For Margaret Kruk, a professor at Columbia University’s school of public health, primary care must be reconceptualised to tackle NCDs in low and middle-income countries.
“In theory, many NCD services can be provided in primary care, like primary prevention of hepatitis B, immunisation, smoking cessation, cholesterol and glucose testing, mammography and opportunistic screening for depression,” she said.
“But primary care in (developing) countries is not able to meet NCD challenges. The patient is not seen in a holistic way.”
She added that the challenge is most severe in sub-Saharan Africa, where, for the last half a century, national health plans have been oriented towards the “traditional killers” like infectious diseases, and have also focused heavily on maternal and child health.
This is partly due to the fact that the eight Millennium Development Goals (MDGs) laid out by the United Nations Millennium Summit in 2000 placed a great deal of emphasis on these “preventable causes of death”.
But as the 2015 deadline for achieving these targets draws closer, priorities will have to be re-examined.
Adams believes that one of the Alliance’s most important tasks over the next two years will be to make non-communicable diseases central in the post-2015 international development process.

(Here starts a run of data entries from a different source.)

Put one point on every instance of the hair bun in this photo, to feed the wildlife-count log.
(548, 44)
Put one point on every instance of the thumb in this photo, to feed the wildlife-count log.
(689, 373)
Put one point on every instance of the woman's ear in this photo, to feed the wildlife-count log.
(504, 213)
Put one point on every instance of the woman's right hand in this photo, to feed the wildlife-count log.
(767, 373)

Indeed, relatively simple public policy measures can go a long way in reducing NCDs – such as pushing people to consume less sugar and salt, eat less fatty foods, give up smoking and exercise more.

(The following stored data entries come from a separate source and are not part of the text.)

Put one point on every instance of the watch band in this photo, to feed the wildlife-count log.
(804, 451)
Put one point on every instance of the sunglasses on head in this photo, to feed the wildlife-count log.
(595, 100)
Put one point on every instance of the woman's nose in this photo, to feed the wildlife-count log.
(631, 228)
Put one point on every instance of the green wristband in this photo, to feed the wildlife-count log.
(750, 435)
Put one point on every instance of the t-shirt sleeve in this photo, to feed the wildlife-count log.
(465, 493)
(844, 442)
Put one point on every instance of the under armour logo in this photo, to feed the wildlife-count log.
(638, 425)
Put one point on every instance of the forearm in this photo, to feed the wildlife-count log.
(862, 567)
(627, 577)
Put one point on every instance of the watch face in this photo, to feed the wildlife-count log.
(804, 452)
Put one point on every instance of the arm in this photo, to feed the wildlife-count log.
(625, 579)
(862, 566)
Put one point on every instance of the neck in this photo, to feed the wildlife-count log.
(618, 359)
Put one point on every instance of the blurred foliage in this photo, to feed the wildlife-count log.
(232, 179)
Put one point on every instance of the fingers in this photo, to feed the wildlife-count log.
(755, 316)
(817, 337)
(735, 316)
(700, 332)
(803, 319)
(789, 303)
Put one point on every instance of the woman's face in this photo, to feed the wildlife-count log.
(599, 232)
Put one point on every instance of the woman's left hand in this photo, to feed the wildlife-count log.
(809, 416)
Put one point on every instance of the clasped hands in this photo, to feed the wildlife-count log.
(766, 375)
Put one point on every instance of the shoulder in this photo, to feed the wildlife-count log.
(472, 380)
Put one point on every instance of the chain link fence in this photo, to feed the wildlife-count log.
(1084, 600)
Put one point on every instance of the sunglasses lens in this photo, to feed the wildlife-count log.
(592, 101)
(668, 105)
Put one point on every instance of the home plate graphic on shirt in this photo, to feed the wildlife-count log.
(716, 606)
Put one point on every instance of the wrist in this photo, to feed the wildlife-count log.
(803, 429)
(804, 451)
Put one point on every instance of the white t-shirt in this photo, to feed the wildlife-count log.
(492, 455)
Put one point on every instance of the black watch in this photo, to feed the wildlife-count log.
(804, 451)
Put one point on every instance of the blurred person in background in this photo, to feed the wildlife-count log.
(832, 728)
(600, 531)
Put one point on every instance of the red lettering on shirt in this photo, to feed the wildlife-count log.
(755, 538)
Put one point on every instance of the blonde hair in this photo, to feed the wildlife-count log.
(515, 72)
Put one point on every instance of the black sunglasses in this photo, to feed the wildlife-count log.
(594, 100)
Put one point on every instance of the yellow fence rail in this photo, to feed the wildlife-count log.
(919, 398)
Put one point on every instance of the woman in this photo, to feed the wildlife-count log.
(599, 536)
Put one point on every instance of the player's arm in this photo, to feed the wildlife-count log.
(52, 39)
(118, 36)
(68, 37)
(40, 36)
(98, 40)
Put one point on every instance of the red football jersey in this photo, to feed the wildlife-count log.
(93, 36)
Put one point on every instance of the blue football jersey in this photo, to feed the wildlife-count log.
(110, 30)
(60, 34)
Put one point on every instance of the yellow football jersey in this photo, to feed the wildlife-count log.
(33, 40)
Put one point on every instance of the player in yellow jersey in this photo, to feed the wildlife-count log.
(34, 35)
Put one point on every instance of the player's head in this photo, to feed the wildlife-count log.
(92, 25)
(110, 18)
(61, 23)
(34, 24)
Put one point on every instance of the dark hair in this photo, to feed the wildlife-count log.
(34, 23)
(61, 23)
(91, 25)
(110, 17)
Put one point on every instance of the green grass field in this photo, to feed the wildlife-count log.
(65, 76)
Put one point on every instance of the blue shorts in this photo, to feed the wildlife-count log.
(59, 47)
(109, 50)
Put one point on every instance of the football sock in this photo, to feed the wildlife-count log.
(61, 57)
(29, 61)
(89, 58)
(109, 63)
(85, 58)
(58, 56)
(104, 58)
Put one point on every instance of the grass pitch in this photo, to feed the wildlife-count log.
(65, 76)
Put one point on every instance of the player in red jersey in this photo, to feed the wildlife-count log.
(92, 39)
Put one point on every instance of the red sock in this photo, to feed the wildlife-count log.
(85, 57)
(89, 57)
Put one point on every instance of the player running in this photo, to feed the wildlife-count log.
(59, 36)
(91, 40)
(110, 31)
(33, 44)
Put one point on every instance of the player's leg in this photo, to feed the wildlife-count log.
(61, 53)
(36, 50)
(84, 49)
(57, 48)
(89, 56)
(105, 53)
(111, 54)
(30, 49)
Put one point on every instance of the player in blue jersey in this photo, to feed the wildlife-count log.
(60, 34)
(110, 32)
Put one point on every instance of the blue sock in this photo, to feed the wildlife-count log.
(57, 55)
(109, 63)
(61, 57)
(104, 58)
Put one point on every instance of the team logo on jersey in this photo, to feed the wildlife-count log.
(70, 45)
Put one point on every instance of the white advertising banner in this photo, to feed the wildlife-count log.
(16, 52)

Already developing countries are becoming conscious that they don’t need additional funding for those measures. But when it comes to drugs, costs are much higher in developing countries than in the United States, for example.
From the manufacturer to the wholesale distributor, to the intermediaries and the clinics, monopolies, taxes, regulations and administrative hurdles push the price of medicines up to prohibitive rates in the global South.

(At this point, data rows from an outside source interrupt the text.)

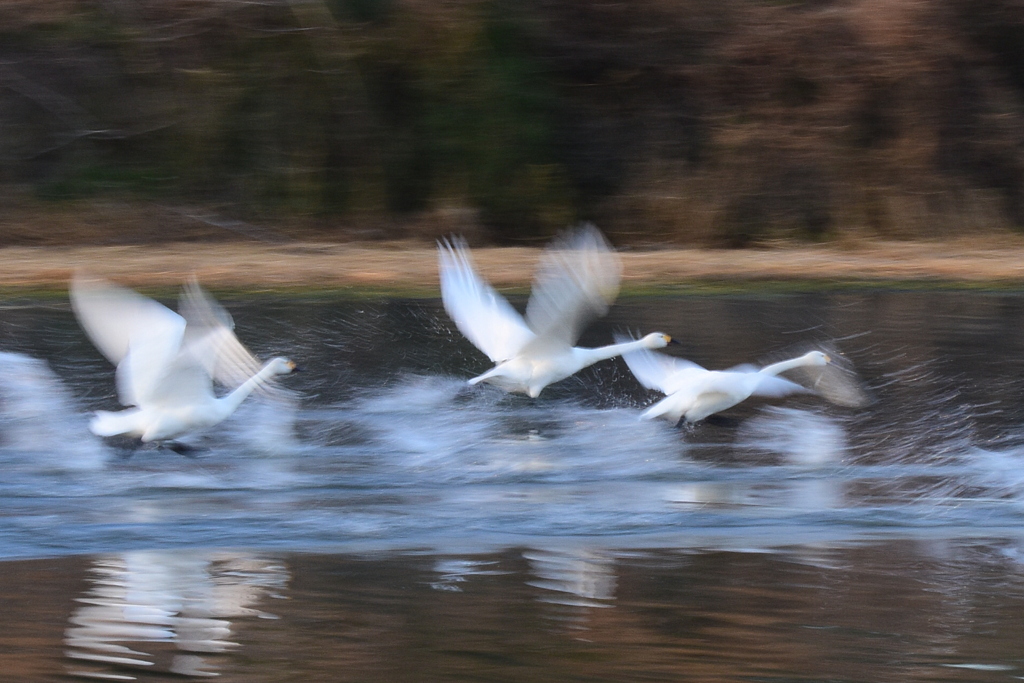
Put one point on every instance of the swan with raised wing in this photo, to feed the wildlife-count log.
(167, 361)
(576, 282)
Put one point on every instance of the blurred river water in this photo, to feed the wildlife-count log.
(388, 522)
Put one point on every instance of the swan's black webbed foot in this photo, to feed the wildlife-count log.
(722, 421)
(181, 449)
(464, 393)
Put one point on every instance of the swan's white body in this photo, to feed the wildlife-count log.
(693, 392)
(166, 363)
(577, 281)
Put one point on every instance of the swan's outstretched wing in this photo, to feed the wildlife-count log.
(480, 313)
(577, 281)
(210, 338)
(140, 336)
(835, 382)
(771, 386)
(659, 372)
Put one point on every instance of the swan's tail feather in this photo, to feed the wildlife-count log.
(105, 423)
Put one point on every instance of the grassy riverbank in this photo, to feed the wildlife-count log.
(411, 266)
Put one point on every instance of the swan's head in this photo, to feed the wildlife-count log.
(657, 340)
(282, 366)
(816, 358)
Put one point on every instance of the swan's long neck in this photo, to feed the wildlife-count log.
(231, 400)
(610, 351)
(782, 366)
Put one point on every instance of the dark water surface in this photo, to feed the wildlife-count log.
(390, 524)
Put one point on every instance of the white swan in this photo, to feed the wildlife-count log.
(693, 392)
(166, 363)
(577, 280)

The Southern African Development Community and the East African Community have undertaken initiatives to harmonise regulations at the regional level, but for Sturchio these are not enough: “Countries must be able to make sovereign decisions on the medicines they use, but today a lot of duplications make the supply chain inefficient.”
He does not believe intellectual property issues constitute an obstacle to stemming the wave of NCDs.
“Most of the medicines needed to treat NCDs are off patent,” he told IPS. “The challenge is to find ways to bring them to the people. Hundreds of medicines (to treat cancer) are very inexpensive and yet unavailable.”